The procurement lesson is to ask different questions. Instead of focusing only on whether a model tops a biology leaderboard, teams should ask whether it exposes its assumptions, preserves an auditable analysis trail, supports reruns and sensitivity checks, flags weak evidence, and makes it easy for a domain expert to inspect why it chose one method over another. Those are workflow and governance requirements, not just model-capability requirements.
The Science-AI Race Is Moving From Answers to Judgment
GeneBench-Pro lands in the same week as Claude Science, which packages AI around literature review, coding, compute access, scientific figures, and lab-specific workflows.

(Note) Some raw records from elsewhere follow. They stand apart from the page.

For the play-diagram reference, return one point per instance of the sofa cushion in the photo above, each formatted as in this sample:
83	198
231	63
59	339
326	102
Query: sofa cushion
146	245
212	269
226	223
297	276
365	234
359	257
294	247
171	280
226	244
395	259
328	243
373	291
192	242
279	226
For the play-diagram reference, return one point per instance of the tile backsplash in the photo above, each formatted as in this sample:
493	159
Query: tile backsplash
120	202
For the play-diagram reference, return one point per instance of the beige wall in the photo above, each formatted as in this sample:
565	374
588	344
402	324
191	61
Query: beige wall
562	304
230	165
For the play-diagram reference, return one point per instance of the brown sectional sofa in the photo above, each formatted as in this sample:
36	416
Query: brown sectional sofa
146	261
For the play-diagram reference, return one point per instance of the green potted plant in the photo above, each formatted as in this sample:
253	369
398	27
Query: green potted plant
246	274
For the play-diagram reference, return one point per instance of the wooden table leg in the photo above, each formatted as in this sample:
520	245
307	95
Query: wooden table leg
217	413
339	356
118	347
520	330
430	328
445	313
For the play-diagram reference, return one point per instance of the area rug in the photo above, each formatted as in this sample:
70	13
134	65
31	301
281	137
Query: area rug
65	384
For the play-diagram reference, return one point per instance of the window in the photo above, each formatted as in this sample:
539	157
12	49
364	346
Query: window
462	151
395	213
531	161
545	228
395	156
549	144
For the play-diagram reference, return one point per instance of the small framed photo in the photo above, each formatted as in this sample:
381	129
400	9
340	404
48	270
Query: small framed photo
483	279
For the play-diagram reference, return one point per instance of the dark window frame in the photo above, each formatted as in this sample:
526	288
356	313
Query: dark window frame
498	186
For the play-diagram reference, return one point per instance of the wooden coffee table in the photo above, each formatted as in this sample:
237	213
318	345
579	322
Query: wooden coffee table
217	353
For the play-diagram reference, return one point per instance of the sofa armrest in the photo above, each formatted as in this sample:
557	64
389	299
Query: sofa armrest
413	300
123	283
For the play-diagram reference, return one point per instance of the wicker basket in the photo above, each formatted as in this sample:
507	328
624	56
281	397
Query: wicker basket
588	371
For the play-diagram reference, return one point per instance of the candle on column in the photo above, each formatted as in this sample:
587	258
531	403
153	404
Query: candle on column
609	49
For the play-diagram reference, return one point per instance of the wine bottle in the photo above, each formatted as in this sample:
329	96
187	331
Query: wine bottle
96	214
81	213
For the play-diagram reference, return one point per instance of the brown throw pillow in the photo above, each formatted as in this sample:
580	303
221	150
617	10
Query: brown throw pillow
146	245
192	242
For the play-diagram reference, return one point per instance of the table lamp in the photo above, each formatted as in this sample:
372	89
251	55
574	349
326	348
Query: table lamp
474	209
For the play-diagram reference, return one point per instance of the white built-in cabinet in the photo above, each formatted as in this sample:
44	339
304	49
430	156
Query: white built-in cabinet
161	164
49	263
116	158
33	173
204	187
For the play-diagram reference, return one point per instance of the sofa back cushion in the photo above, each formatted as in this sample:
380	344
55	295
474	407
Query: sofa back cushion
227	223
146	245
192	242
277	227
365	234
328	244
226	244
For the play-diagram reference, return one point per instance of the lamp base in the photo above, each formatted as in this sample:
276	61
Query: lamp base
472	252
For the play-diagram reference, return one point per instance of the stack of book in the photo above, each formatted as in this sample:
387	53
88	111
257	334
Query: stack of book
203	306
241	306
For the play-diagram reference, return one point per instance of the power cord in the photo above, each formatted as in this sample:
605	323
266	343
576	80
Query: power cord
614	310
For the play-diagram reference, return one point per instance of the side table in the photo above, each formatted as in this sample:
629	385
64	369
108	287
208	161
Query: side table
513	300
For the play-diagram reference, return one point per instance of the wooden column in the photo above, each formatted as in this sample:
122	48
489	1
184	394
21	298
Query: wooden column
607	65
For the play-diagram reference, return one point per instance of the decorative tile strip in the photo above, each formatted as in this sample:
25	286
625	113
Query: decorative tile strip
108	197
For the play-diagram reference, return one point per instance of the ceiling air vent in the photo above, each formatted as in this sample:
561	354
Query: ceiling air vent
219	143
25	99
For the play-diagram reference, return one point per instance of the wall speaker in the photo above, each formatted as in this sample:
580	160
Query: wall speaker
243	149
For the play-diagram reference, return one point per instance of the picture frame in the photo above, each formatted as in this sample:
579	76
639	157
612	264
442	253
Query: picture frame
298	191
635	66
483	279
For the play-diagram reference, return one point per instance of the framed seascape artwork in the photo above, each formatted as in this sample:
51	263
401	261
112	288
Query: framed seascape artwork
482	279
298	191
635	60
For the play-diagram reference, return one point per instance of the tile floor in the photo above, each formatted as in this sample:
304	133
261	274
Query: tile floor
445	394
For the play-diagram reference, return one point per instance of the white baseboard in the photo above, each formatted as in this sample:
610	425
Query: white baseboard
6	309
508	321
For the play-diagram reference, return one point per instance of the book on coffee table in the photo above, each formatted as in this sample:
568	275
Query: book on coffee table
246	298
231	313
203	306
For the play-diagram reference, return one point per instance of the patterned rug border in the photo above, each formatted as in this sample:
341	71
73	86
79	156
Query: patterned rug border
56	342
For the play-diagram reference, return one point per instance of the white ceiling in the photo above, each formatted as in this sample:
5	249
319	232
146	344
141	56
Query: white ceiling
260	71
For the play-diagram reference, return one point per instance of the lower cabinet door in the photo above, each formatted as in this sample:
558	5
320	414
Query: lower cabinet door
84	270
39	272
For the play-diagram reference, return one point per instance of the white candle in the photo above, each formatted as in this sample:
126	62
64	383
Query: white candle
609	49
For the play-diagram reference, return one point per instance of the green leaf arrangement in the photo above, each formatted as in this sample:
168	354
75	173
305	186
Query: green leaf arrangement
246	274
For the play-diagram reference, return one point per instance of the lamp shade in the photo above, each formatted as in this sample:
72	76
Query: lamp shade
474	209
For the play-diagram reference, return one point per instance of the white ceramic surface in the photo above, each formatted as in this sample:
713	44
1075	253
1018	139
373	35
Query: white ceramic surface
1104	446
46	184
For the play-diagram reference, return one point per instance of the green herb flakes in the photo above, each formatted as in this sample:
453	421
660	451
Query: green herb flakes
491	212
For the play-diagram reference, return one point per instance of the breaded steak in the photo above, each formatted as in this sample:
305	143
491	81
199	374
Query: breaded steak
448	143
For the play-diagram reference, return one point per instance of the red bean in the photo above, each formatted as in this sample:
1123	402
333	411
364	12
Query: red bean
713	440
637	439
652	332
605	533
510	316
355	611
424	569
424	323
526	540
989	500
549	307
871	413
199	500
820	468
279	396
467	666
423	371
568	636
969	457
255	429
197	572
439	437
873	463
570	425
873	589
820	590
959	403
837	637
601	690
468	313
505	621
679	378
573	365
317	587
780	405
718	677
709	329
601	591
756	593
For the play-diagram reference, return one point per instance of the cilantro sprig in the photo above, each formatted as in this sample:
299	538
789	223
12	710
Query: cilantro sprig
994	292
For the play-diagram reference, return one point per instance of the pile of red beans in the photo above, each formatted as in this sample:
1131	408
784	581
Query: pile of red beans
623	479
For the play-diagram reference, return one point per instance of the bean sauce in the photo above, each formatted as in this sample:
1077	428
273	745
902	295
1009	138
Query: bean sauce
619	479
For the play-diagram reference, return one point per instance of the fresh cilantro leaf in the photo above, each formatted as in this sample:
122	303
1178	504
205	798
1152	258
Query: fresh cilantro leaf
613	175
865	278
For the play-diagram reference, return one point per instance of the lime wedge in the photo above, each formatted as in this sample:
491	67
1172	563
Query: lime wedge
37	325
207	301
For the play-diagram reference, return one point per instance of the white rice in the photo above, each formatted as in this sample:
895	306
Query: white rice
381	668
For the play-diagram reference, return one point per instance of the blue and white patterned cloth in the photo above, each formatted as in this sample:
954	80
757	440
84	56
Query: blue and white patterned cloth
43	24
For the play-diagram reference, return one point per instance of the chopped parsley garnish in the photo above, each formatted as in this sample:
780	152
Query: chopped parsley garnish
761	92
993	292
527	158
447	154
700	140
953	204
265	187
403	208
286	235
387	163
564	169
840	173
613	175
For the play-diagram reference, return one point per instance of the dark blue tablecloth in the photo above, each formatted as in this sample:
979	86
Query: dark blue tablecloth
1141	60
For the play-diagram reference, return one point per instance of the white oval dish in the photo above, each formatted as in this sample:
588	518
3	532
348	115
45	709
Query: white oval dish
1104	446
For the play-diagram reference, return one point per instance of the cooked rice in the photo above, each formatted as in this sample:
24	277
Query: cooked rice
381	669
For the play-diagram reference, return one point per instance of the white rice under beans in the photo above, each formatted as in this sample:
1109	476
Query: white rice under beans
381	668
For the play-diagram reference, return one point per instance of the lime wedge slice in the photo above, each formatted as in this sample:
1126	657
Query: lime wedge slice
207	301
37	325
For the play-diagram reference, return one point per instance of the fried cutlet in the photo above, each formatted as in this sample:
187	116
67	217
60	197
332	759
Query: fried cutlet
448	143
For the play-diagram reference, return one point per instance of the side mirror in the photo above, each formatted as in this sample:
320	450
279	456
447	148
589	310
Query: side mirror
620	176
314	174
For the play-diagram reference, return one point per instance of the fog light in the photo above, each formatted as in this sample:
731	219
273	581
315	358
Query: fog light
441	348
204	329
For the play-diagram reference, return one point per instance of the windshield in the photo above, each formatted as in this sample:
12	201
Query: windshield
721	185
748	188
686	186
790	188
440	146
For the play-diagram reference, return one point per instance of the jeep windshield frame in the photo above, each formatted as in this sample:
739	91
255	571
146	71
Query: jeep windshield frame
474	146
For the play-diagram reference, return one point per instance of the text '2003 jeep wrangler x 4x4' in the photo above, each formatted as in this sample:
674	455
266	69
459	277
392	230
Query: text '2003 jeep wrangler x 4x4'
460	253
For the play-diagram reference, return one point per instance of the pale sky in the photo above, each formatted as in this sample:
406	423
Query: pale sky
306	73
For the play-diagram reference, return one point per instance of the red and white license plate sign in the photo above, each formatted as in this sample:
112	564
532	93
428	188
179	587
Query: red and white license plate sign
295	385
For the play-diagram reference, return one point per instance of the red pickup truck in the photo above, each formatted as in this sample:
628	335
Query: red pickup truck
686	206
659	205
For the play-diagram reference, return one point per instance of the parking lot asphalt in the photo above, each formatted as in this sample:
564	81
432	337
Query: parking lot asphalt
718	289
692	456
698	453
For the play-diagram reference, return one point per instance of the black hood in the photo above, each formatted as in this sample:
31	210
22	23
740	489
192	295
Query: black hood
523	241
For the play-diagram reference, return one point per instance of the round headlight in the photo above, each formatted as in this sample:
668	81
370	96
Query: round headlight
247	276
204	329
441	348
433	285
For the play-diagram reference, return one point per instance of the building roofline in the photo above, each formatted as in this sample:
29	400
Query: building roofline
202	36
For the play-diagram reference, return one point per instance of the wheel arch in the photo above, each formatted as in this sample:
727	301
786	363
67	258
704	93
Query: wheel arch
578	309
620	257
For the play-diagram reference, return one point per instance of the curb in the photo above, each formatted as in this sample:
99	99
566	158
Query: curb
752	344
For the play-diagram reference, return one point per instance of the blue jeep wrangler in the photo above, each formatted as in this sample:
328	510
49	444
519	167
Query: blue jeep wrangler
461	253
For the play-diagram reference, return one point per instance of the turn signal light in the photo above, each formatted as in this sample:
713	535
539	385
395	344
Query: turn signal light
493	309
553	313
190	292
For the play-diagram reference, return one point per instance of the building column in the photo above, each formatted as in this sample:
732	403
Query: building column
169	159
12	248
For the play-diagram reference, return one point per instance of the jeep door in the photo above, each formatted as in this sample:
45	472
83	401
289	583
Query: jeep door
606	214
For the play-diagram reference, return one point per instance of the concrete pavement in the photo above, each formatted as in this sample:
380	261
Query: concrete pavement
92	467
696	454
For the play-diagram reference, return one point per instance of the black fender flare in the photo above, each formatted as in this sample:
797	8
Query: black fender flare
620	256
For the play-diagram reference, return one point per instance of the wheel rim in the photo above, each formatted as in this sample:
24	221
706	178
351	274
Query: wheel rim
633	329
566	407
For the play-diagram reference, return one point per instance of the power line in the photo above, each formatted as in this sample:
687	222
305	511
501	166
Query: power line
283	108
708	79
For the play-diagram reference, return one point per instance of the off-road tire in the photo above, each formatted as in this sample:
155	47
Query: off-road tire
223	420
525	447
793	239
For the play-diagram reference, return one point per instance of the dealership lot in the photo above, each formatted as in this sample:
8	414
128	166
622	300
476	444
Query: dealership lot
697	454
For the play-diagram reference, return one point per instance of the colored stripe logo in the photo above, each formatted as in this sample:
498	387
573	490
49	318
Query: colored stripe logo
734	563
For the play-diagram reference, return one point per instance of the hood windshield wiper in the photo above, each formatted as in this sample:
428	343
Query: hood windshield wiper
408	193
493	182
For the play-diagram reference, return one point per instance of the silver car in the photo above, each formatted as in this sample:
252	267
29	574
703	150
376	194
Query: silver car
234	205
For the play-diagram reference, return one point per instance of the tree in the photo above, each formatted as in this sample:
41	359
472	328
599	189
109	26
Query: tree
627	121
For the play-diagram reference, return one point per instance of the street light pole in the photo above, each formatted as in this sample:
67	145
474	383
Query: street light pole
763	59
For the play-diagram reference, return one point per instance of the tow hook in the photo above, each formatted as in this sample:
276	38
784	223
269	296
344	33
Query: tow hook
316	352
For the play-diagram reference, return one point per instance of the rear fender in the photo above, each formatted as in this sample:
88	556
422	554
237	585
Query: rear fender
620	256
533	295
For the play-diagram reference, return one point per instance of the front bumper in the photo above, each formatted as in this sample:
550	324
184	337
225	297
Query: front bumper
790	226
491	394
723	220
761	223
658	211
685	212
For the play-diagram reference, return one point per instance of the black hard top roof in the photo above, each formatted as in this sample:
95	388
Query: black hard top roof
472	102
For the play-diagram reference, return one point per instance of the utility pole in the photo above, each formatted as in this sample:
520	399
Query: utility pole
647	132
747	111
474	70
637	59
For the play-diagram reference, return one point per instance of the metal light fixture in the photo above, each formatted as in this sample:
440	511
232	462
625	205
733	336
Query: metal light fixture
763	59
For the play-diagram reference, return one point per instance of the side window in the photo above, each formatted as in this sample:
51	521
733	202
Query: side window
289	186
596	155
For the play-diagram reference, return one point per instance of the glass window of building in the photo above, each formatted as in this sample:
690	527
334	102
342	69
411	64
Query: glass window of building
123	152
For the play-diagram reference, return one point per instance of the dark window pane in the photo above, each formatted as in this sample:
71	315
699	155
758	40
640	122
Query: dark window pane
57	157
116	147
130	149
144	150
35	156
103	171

The two releases point to the same market shift from different directions. One side is building workbenches that put AI closer to daily research operations. The other is building evaluations that ask whether those systems can reason through ambiguous analysis instead of merely helping with isolated tasks.
That is the right direction for the field. Scientific AI will not be judged only by how much biology it has memorized or how quickly it can write Python. The harder test is whether it can make sound choices when data are noisy, the right method is not obvious, and the answer will shape what a lab does next. GeneBench-Pro suggests AI agents are getting better at that work, but not yet good enough to be left alone with it.